A dívida ao FMI já foi paga na totalidade e Portugal vai prolongar a estratégia de reembolsar antecipadamente os credores da ‘troika’.

13 Jun 2019 / 10:12 H.

O Governo já sinalizou que está em discussões para fazer um reembolso antecipado aos credores europeus este ano, mas o compromisso oficial é mais conservador, ou seja, de pagar entre 2020 e 2023 parte da dívida cuja amortização estava prevista para 2025.

A revelação consta do relatório anual do Mecanismo Europeu de Estabilidade (MEE), divulgado esta quinta-feira.

A instituição que sucedeu ao Fundo Europeu de Estabilização Financeira (EFSF), que a par do Mecanismo Europeu de Estabilização Financeira (EFSM) é um dos credores europeus que emprestaram dinheiro a Portugal no resgate financeiro pedido em 2011, divulgou ainda o valor a ser pago antecipadamente: até 2.000 milhões de euros.

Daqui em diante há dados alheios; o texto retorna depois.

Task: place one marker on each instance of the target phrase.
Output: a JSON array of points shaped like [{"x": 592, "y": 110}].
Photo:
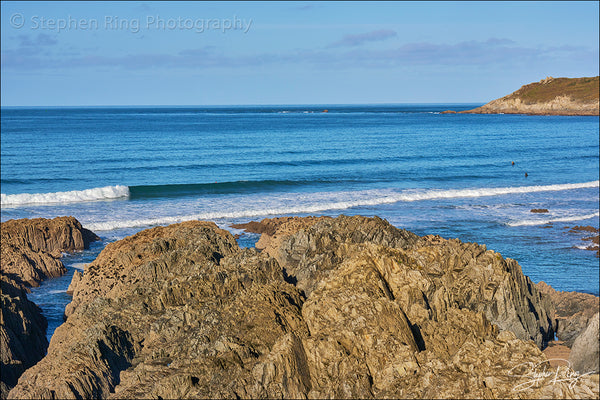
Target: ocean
[{"x": 121, "y": 170}]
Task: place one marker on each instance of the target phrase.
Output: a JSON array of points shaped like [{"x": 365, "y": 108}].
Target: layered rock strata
[
  {"x": 573, "y": 311},
  {"x": 31, "y": 248},
  {"x": 30, "y": 253},
  {"x": 345, "y": 308}
]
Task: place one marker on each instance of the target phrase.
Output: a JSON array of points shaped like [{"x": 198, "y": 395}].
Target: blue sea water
[{"x": 121, "y": 170}]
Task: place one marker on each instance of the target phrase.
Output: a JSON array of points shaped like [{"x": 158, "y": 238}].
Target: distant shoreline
[{"x": 550, "y": 96}]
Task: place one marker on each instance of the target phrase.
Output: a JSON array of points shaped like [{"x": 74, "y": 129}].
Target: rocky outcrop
[
  {"x": 31, "y": 248},
  {"x": 22, "y": 333},
  {"x": 30, "y": 253},
  {"x": 347, "y": 307},
  {"x": 451, "y": 273},
  {"x": 573, "y": 311},
  {"x": 550, "y": 96},
  {"x": 585, "y": 353}
]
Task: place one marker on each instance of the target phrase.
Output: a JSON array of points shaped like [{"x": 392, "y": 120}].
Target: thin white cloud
[{"x": 357, "y": 40}]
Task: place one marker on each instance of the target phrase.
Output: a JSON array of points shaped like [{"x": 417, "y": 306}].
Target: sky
[{"x": 243, "y": 53}]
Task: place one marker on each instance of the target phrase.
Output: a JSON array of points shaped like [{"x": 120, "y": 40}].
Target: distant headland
[{"x": 550, "y": 96}]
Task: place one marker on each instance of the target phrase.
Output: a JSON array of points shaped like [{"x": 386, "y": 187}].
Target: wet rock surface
[
  {"x": 31, "y": 251},
  {"x": 344, "y": 307},
  {"x": 585, "y": 353},
  {"x": 573, "y": 311}
]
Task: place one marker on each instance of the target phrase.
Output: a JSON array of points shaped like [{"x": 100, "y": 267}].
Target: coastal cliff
[
  {"x": 331, "y": 307},
  {"x": 550, "y": 96},
  {"x": 31, "y": 251}
]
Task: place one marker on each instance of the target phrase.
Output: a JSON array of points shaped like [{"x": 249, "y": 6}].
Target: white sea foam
[
  {"x": 569, "y": 218},
  {"x": 319, "y": 202},
  {"x": 74, "y": 196}
]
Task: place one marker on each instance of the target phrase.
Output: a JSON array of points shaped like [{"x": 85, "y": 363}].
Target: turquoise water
[{"x": 121, "y": 170}]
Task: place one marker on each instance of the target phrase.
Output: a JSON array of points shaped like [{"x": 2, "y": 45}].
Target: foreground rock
[
  {"x": 550, "y": 96},
  {"x": 345, "y": 307},
  {"x": 31, "y": 248},
  {"x": 573, "y": 311},
  {"x": 30, "y": 253},
  {"x": 22, "y": 333},
  {"x": 585, "y": 354}
]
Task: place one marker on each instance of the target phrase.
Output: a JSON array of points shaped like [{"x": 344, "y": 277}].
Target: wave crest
[{"x": 74, "y": 196}]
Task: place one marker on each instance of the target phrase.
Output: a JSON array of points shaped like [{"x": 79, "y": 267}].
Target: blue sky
[{"x": 222, "y": 53}]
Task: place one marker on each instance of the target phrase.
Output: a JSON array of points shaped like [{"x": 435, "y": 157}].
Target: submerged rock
[
  {"x": 30, "y": 253},
  {"x": 585, "y": 354},
  {"x": 22, "y": 333},
  {"x": 573, "y": 311},
  {"x": 348, "y": 307}
]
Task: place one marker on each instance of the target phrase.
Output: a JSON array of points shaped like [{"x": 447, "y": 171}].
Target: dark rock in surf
[{"x": 347, "y": 307}]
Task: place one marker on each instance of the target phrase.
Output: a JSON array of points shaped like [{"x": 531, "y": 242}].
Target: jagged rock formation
[
  {"x": 31, "y": 248},
  {"x": 30, "y": 253},
  {"x": 573, "y": 311},
  {"x": 22, "y": 333},
  {"x": 456, "y": 274},
  {"x": 550, "y": 96},
  {"x": 349, "y": 307},
  {"x": 585, "y": 354}
]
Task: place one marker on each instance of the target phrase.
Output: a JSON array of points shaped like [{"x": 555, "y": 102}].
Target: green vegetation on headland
[{"x": 550, "y": 96}]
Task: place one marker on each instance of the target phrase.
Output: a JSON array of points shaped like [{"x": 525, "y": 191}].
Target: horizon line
[{"x": 236, "y": 105}]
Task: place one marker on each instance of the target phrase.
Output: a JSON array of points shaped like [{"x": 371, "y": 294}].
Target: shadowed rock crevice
[
  {"x": 31, "y": 251},
  {"x": 375, "y": 312}
]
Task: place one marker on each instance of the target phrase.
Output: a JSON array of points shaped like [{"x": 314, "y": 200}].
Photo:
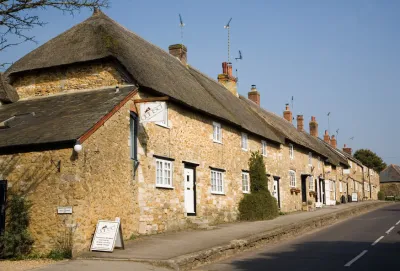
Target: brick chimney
[
  {"x": 227, "y": 79},
  {"x": 333, "y": 141},
  {"x": 300, "y": 123},
  {"x": 346, "y": 149},
  {"x": 287, "y": 114},
  {"x": 327, "y": 139},
  {"x": 179, "y": 51},
  {"x": 313, "y": 127},
  {"x": 254, "y": 95}
]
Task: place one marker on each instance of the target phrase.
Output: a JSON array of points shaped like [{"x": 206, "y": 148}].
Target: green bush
[
  {"x": 16, "y": 242},
  {"x": 260, "y": 204},
  {"x": 381, "y": 195},
  {"x": 63, "y": 246}
]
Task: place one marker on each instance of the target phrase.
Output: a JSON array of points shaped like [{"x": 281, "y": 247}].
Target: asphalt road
[{"x": 367, "y": 242}]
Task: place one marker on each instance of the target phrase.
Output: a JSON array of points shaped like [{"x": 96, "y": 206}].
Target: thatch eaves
[
  {"x": 7, "y": 92},
  {"x": 390, "y": 174},
  {"x": 57, "y": 118}
]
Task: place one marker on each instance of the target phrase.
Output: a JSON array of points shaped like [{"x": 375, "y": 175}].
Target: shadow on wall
[
  {"x": 322, "y": 256},
  {"x": 27, "y": 173}
]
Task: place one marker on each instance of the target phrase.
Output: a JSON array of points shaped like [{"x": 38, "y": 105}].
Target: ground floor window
[
  {"x": 311, "y": 183},
  {"x": 245, "y": 182},
  {"x": 217, "y": 182},
  {"x": 292, "y": 178},
  {"x": 163, "y": 173}
]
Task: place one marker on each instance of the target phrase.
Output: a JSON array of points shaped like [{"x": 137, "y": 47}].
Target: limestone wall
[
  {"x": 72, "y": 77},
  {"x": 391, "y": 189},
  {"x": 98, "y": 184}
]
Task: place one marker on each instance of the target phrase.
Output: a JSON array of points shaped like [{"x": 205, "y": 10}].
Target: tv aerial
[
  {"x": 240, "y": 56},
  {"x": 227, "y": 26},
  {"x": 181, "y": 25}
]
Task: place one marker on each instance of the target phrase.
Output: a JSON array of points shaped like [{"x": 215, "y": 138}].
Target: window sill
[
  {"x": 163, "y": 125},
  {"x": 165, "y": 187},
  {"x": 218, "y": 193}
]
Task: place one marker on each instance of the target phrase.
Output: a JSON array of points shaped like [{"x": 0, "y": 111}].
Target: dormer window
[
  {"x": 264, "y": 148},
  {"x": 217, "y": 132}
]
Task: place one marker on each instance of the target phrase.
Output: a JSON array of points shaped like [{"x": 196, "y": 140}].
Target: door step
[{"x": 199, "y": 223}]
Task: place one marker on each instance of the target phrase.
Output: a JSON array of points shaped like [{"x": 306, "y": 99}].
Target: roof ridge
[{"x": 70, "y": 92}]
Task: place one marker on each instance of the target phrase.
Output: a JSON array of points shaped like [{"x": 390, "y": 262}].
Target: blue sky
[{"x": 332, "y": 56}]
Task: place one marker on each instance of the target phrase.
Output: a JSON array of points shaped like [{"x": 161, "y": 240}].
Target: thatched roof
[
  {"x": 100, "y": 37},
  {"x": 390, "y": 174},
  {"x": 58, "y": 118},
  {"x": 292, "y": 134},
  {"x": 7, "y": 92}
]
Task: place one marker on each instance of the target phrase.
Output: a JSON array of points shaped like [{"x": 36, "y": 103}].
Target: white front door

O MEE recordou que o forte desempenho orçamental e o positivo acesso aos mercados financeiros permitiram a Portugal pagar a totalidade do empréstimo ao Fundo Monetário Internacional (FMI) de forma antecipada, em dezembro de 2018, para ‘suavizar’ o perfil de maturidades da dívida ao tirar proveito do actual ambiente de taxas baixas.